Why Did My Training Job Fail?
Job failures can occur for various reasons, including configuration errors, resource limits, or incorrect job specifications. Below are some common problems and their solutions.
Investigating the Failure
Lookig Up Logs
To investigate the failure of a training job, you can use the following command to view the logs
$ runai-bgu logs <job-name>
This command will provide you with the logs of the specified job, which can help you identify whether the issue came from your code.
Describing the Job
To get more details about the job, you can use the following command:
$ runai-bgu describe <job-name>
This command will give you detailed information about the job, including its status, resource usage, and any error messages that may have been generated during its execution. This information can help you diagnose the issue.

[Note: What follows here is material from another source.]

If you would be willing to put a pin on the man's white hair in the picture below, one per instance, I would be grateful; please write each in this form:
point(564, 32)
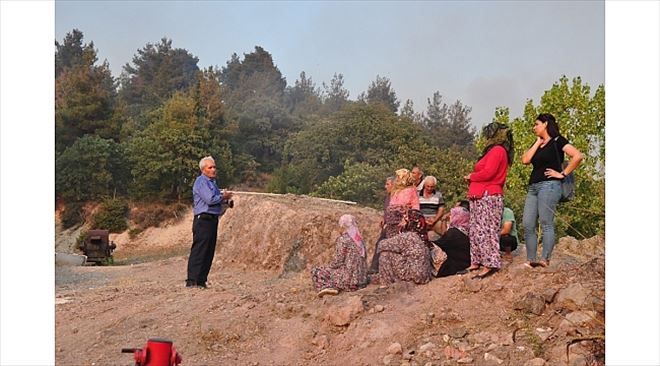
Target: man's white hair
point(202, 163)
point(431, 179)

Common Errors and Solutions
OOMKill Error
If you encounter an OOMKill error, it indicates that the job was terminated due to exceeding the memory limits set for the job. This can happen if your job requires more memory than what is allocated to it. To resolve this issue, you can try the following:
-
Increase the memory limit for the job by specifying a higher value in the job submission command.
-
Optimize your code to use less memory, such as by reducing the batch size or using more efficient data structures.
-
If you are using a large dataset, consider using data streaming or chunking techniques to process the data in smaller parts.
Terminated Error without Logs
If your job is terminated without any logs, it may be due to a configuration issue or a CPU or GPU resource limit being exceeded. Here are some steps to troubleshoot this issue:
-
Check the job configuration to ensure that all required parameters are set correctly, including resource limits.
-
Verify that the job is not exceeding the CPU or GPU resource limits set for the project.
Common Errors in Logs
Here are some common problems you might encounter when submitting jobs via the CLI:
-
Forgetting to activate the Conda environment, activating the wrong environment, and the package not being installed in the Conda environment.
-
Path for the code file/execution file is not correct, or the file does not exist.